Friday’s decision is not the 11th Circuit’s final say on Grimberg’s decision, just a postponement. Luck and Jordan clearly anticipate the plaintiffs will appeal to the nation’s highest court, writing in a brief statement that “if we are wrong on this point, the Supreme Court can tell us so.”

District Judge Robin Rosenbaum disagreed, saying the other judges would extend the doctrine, which precludes changes near an election, to a whole new category of cases without “adequate explanation”. She said the majority are actually letting the state conduct an election under a system that a judge has already found unlawfully discriminatory.

“If we find (which I think is likely) that the current system violates the Voting Rights Act, then black Georgians will be stuck in Districts 2 and 3 – for the next six years, until 2029 – with commissioners they don’t fill.” had a role in the selection,” wrote Rosenbaum.

Grimberg broke new ground when he found that statewide elections violated the Voting Rights Act, although his decision depended on Georgia’s decision to allow candidates to live in certain counties and run nationwide. He found that illegally disabled Blacks preferred candidates and that such candidates would have a better chance of winning if only voters in one district voted on each candidate, which would make it possible to draw at least one Black-majority district.

Attorney General Chris Carr appealed, arguing that Grimberg made a fundamental error in his decision by ending that race and not allowing Democrat partisanship to defeat black voters’ preferred candidates. It also says the judge went too far in concluding that only state law, not the state constitution, requires statewide elections. Grimberg examined and rejected both of these arguments.

Plaintiffs have said the county election would bring to the fore the concerns of black voters, including those on lower incomes who pay high utility bills. The lawsuit was filed by leaders of the NAACP, Georgia Conservation Voters and Black Voters Matter.

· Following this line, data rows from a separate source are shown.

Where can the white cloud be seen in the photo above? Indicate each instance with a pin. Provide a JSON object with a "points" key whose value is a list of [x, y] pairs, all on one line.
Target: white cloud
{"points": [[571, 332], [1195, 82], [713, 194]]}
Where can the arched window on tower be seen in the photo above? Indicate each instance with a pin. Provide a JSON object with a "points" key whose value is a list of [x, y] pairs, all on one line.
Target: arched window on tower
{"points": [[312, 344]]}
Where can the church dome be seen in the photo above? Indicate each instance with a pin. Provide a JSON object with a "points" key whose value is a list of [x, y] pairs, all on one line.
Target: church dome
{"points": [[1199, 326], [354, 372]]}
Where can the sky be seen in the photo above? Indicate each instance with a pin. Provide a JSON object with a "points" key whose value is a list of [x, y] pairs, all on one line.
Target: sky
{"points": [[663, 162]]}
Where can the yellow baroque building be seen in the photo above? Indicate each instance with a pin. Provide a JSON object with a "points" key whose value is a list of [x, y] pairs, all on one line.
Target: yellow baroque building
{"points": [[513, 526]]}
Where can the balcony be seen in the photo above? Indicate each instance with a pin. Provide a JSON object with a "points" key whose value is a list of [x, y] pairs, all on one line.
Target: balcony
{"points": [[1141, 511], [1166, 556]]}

The commission regulates Georgia Power Co. and other utilities, determining how much companies can bill millions of rate payers.

If Grimberg’s ruling stands, state legislatures would have to sign one-member counties for the commission.

Another federal judge earlier this year allowed Georgia’s congressional elections to be held in redrawn districts, despite a preliminary finding that redrawing the districts would likely illegally harm black voters.

Supporters of voting rights have rejected decisions saying allowing elections is most important, saying it allows states to proceed with illegal elections and raising fears the US Supreme Court will undermine the part of the voting rights law that allowing people to win lawsuits against district lines and other voting provisions.